Mejorar las condiciones de fragilidad y la Calidad de Vida Relacionada con la Salud ( CVRS) de una población tan vulnerable como los mayores institucionalizados debe ser tanto una preocupación ética como un objetivo de las instituciones sociosanitarias. Sin embargo, los estudios sobre fragilidad y CVRS en esta población son escasos y, todavía son más escasos los que presentan los resultados desagregados para hombres y mujeres.

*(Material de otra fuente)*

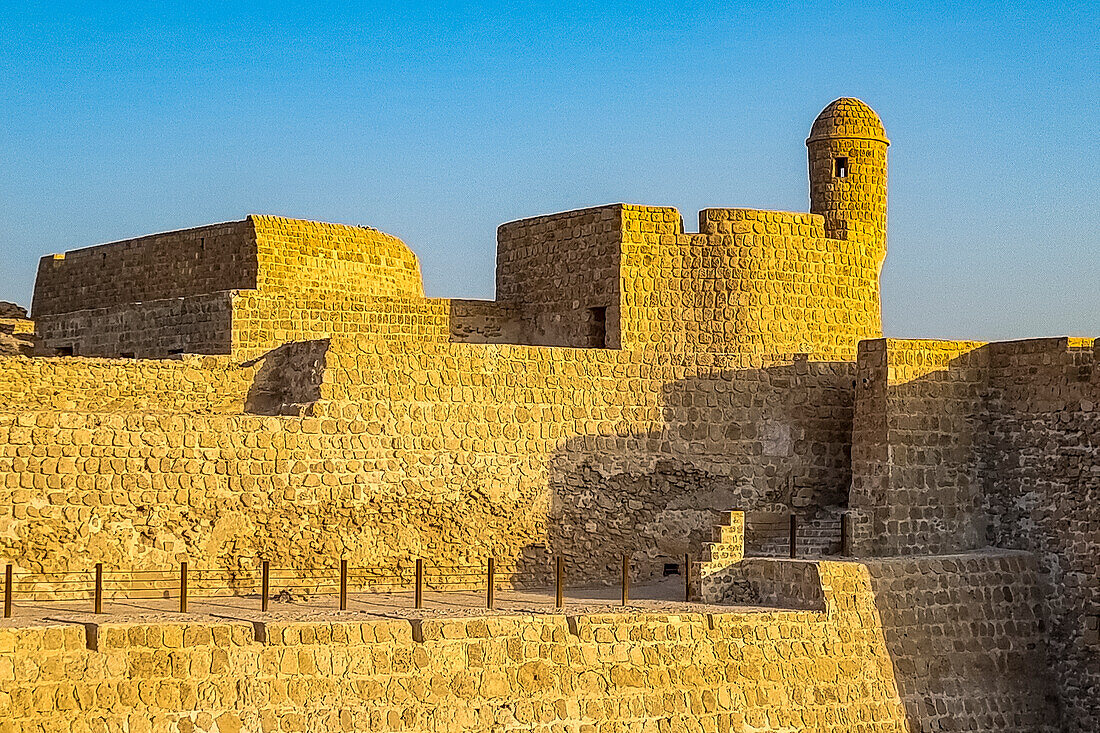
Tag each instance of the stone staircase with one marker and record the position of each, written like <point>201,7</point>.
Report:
<point>817,537</point>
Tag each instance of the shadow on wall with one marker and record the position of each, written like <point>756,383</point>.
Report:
<point>960,446</point>
<point>776,438</point>
<point>289,379</point>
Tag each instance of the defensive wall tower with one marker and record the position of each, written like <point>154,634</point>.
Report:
<point>847,150</point>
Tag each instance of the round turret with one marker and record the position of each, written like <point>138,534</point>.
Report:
<point>847,149</point>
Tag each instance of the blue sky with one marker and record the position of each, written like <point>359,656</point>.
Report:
<point>437,123</point>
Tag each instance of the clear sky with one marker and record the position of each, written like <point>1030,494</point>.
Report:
<point>437,123</point>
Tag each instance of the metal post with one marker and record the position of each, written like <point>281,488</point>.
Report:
<point>264,586</point>
<point>686,578</point>
<point>559,571</point>
<point>183,588</point>
<point>794,535</point>
<point>8,591</point>
<point>99,588</point>
<point>419,584</point>
<point>343,584</point>
<point>490,594</point>
<point>626,579</point>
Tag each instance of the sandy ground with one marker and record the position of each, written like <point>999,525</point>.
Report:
<point>661,597</point>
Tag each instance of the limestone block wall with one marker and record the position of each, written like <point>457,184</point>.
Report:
<point>242,287</point>
<point>174,264</point>
<point>448,451</point>
<point>1041,478</point>
<point>959,445</point>
<point>740,671</point>
<point>154,329</point>
<point>967,636</point>
<point>314,258</point>
<point>969,658</point>
<point>188,384</point>
<point>561,273</point>
<point>917,411</point>
<point>263,321</point>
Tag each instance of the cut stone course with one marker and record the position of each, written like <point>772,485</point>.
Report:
<point>281,390</point>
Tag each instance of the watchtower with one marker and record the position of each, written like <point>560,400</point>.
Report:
<point>847,150</point>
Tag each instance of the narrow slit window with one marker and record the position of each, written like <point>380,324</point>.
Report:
<point>597,328</point>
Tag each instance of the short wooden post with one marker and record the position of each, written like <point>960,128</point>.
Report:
<point>98,593</point>
<point>626,579</point>
<point>845,528</point>
<point>343,584</point>
<point>183,588</point>
<point>264,584</point>
<point>8,592</point>
<point>794,535</point>
<point>491,588</point>
<point>559,571</point>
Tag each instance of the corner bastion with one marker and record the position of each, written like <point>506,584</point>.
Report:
<point>277,389</point>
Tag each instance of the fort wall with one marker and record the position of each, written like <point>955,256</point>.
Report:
<point>189,262</point>
<point>409,449</point>
<point>196,324</point>
<point>755,294</point>
<point>188,384</point>
<point>849,667</point>
<point>963,445</point>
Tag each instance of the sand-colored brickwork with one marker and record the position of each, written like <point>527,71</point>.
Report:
<point>961,445</point>
<point>631,386</point>
<point>188,384</point>
<point>174,264</point>
<point>847,148</point>
<point>451,450</point>
<point>849,665</point>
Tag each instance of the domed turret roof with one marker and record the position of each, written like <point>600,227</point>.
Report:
<point>848,117</point>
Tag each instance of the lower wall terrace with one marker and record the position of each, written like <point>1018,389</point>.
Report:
<point>847,668</point>
<point>446,451</point>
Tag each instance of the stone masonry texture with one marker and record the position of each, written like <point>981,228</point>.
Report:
<point>281,390</point>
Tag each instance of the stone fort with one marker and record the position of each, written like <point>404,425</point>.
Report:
<point>282,389</point>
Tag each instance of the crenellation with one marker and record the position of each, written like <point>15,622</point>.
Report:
<point>282,390</point>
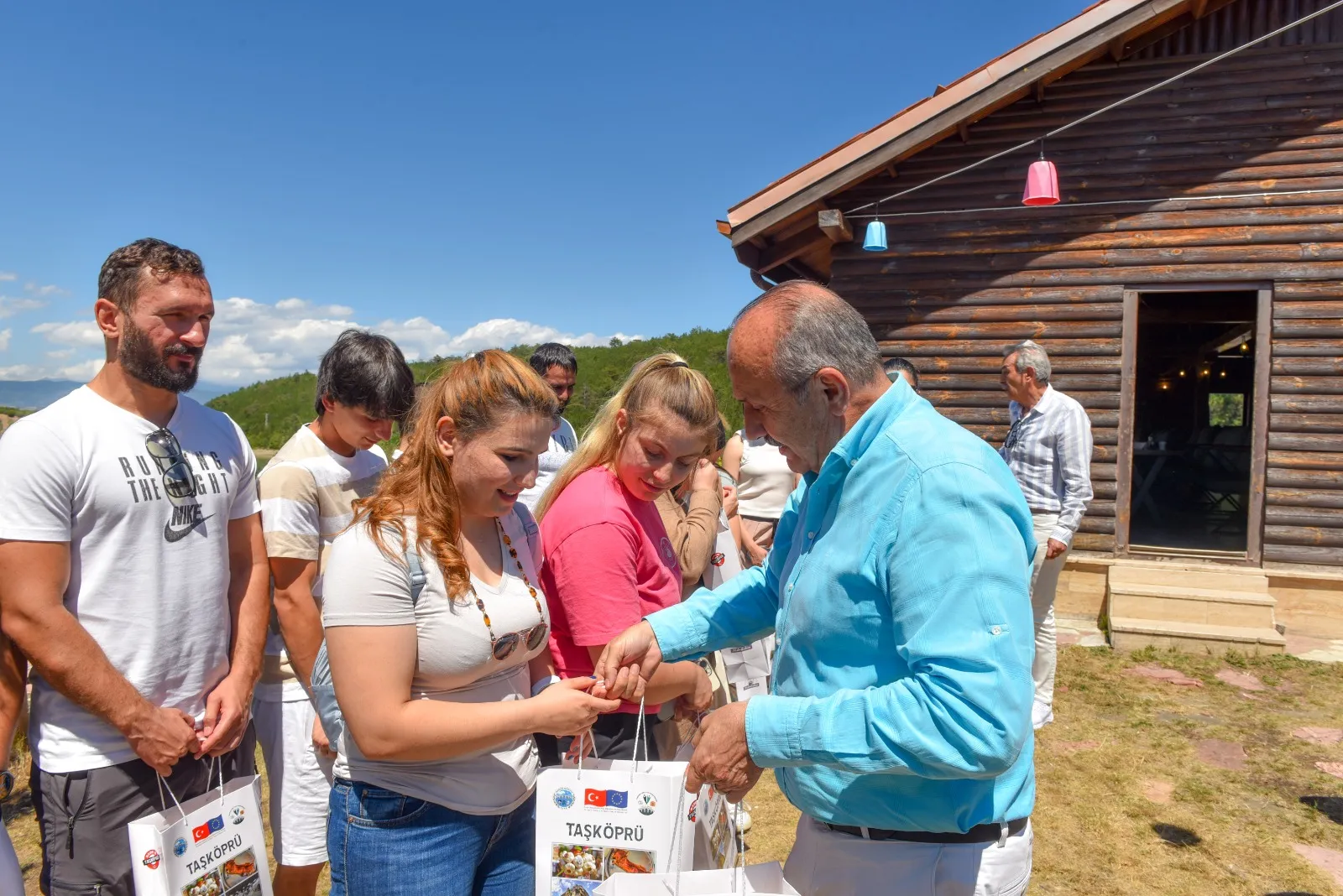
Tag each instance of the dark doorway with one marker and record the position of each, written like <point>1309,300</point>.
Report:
<point>1193,421</point>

La percepción de CVRS en estos mayores, es peor que la de los mayores que viven en comunidad y se asocia con múltiples problemas físicos y psicosociales, especialmente, la discapacidad y la presencia de sintomatología depresiva. En lo que se refiere a la percepción de salud mental, hay diferencias entre hombres y mujeres. Ser mujer, se asocia con peor CVRS en esa dimensión y los factores que la determinan son la presencia de sintomatología depresiva (en ambos sexos) y la percepción de apoyo social exclusivamente en las mujeres. Los mayores institucionalizados experimentan pérdidas en diferentes ámbitos. Además de las pérdidas funcionales, pueden haber perdido el contacto cotidiano con las personas de su círculo social que los hace más vulnerables a la depresión y sentimientos de soledad y, es en este sentimiento, en el que (según nuestros resultados) está la clave respecto a la peor percepción de CVRS de las mujeres institucionalizadas. Nuestros resultados sugieren que ellas tienen una vivencia más negativa de la pérdida de apoyo social y que este aspecto, está relacionado con un declive del bienestar tanto físico como mental.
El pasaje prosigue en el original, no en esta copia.